Once again that ring of solemn nods, Matty seeing it all: a gag order on the press as of this moment. Then inevitably, after a day or two, a more media-friendly murder, with 90 percent of the detectives he'd commandeered quietly returned to their precincts; leaving Matty in the middle of the room with a cardboard box of 61s and 5s and no backup except, maybe out of pity, Yolonda; everyone else tacitly avoiding him on this one like a landlocked Ahab, like an ass-pain Ancient Mariner, like he had halitosis of the brain.
The ruminative silence that had come down on the conference room was finally broken by Mangold himself, giving Matty his eyes for the second and last time.

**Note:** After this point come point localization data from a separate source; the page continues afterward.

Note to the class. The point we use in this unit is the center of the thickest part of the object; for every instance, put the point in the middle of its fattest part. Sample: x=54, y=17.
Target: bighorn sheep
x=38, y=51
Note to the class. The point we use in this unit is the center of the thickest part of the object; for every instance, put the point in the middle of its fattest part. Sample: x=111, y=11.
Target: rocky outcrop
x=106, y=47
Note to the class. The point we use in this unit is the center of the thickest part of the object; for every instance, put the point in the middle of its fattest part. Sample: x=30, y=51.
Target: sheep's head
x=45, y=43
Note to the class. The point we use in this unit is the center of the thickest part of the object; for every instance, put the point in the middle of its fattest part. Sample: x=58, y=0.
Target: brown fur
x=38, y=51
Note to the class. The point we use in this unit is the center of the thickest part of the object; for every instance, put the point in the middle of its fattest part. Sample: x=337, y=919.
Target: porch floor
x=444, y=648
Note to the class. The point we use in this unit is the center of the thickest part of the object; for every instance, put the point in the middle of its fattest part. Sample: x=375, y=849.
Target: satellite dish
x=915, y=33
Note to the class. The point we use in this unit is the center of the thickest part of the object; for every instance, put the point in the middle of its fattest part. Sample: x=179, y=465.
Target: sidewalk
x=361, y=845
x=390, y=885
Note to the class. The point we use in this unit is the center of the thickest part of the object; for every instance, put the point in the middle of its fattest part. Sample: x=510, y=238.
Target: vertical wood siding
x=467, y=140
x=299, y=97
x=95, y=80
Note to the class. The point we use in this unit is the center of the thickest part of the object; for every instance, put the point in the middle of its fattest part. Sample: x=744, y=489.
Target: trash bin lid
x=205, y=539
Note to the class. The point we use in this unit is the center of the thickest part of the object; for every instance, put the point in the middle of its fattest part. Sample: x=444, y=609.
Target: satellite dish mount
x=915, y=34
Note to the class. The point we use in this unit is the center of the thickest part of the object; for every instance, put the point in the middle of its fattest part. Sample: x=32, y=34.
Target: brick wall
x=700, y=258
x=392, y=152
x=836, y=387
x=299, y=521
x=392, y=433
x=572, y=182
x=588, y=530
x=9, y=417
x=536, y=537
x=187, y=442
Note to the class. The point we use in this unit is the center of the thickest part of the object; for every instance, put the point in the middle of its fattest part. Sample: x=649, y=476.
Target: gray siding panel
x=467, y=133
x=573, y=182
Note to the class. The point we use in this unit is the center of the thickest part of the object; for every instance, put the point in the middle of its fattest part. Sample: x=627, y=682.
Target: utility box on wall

"A simple paraffin test," he said dreamily, his voice filled with withering amazement.
Matty found himself levitating into a half crouch, his fingers splayed red and white on the table, and for a swollen second or two it looked like he was going to lower the boom on every boss in the room, lay it all out for Mangold, phone call by phone call, all of them stone -
faced now, reading his mind, but then, but then ... he just ate it, any one of these career-long careerists having enough juice to deep-six his own career, send him to work via the Verrazano and its $7 toll every remaining day of his professional life.
As he sank back into his seat, he could palpably sense the relief behind the facades.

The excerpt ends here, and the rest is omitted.